第105回全国高校野球選手権大会第10日第4試合は土浦日大(茨城)が専大松戸(千葉)に10―6と逆転勝利し、8強進出を決めた。

 驚異的な粘りで6点差をはね返した。初回から先発の小森(3年)がつかまって3点を先制され、3回にも追加点を許して0―6。しかし、重苦しいムードはなかった。劣勢の展開から3回に5本の集中打を相手先発の青野(3年)浴びせて1点差とすると、4回には2番手の梅沢(2年)から香取(3年)の適時打で同点。さらに5回に二死満塁から太刀川(3年)の頭部への押し出し死球で勝ち越し、続く後藤(3年)の左前適時打で2者生還。9―6と試合をひっくり返した。
 
 序盤に苦しんだ投手陣も3回途中から3番手にエース藤本(3年)が登場して追加点を許さず、9回まで5安打無失点に抑えた。

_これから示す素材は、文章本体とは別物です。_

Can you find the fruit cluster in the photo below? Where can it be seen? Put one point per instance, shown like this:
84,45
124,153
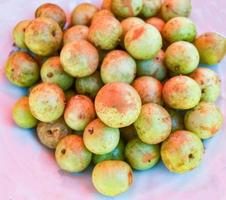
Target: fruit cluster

 小菅監督は逆転した選手の粘りについて「あわてることなく、やるべきことをやろうと話していた。まとまり、結束力。ふだんからみんなで大事にしていることを大舞台でできてよかった。一人ひとりが自分のやるべきことをやってつないでいった。大きな収穫を得た」と選手をほめ、反撃の芽を断った藤本に「エースらしい投球をしてくれた。よく投げ切った。前で投げても後ろであっても苦しい場面でつないでいくのがエースと思う。ねぎらったら明るくこたえてくれた。次につながると思う」と八戸学院光星(青森)との準々決勝に思いをはせた。